PMC

Sequence alignment of PvRBP family. (Left) Alignment of the sequence corresponding to the crystallized fragment of PvRBP2a with sequences of six other members of the PvRBP family highlights a conserved domain. The secondary structure elements of PvRBP2a are shown above the alignment. The bonded pairs of cysteine residues are highlighted in yellow and marked with green numbers. (Right) Two orthogonal views of the PvRBP2a structure, with conserved amino acid residues highlighted as magenta sticks. The conserved residues have a mostly hydrophobic character and are involved in packing of the helical core.

Crystal structure of the PvRBP2a erythrocyte-binding domain. (A) Three orthogonal views of the molecule. The overall fold of the protein is formed by 10 antiparallel α-helices and one short β-hairpin. Molecule is shown in ribbon representation colored in rainbow from blue at the N terminus until red at the C terminus. The cysteine residues forming disulphide bridges are shown as yellow sticks. (B) Sample of the electron density around the residue F181 forming a γ-turn. The 2F_obs − F_calc map is contoured at 2σ and shown as blue mesh. Protein is shown in ball and stick representation with carbon shown in green, nitrogen in blue, oxygen in red, and sulfur in yellow.

Asymmetric unit content analysis. (A) An overall view of the asymmetric unit. Molecule A includes 298 residues spanning 160–455 amino acids of PvRBP2a and a di-peptide GS fragment that was introduced as a cloning artifact. Molecule B spans residues 160–450 but is less well-defined, in which residues 392–398 could not be convincingly modeled, yielding a structure with a total of 284 residues. The buried interface area between two molecules present in the ASU is around 1,340 Ų as calculated using the PISA server. Molecules A and B are colored in blue and green, respectively, and are shown as ribbon and surface representation. (B) Superimposition of the two molecules present in the asymmetric unit. Molecules are shown as ribbons colored with the colors corresponding to the rmsd between two molecules. Dark blue shows good alignment, and higher deviations are in orange/yellow/red. Residues not used for alignment are colored white.

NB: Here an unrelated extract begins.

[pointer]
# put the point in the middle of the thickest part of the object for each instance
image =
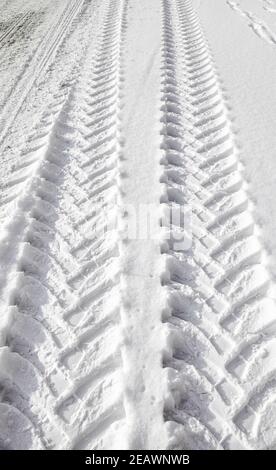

Structural differences between PvRBP2a (magenta) and PfRh5 (blue). The PDB accession code for PfRh5 is 4WAT. (A) Close view of the N-terminal part of the molecule. The β-hairpin is rotated by 180 degrees between two structures. The N termini of both molecules are labeled. The loop connecting strand β2 and helix α1 in PvRBP2a includes a classic γ-turn with F181 localized in its center. The loop in PvRBP2a is colored in yellow, with F181 shown as sticks. (B) Helix α3 in PvRBP2a is divided into two parts by a β-turn formed by amino acids Q273 to M276. Additionally, the helix α2a is shifted compared with the corresponding helix in PfRh5. The β-turn formed by amino acids Q273 to M276 is colored in yellow. The cysteine residues forming an overlapping disulphide bridge are shown as yellow sticks. (C) The disordered loop in PfRh5, including residues S257 to D294 and represented schematically as a dashed line. A corresponding place in PvRBP2a forms only a very short helix α2c and consists of residues P244 to H247.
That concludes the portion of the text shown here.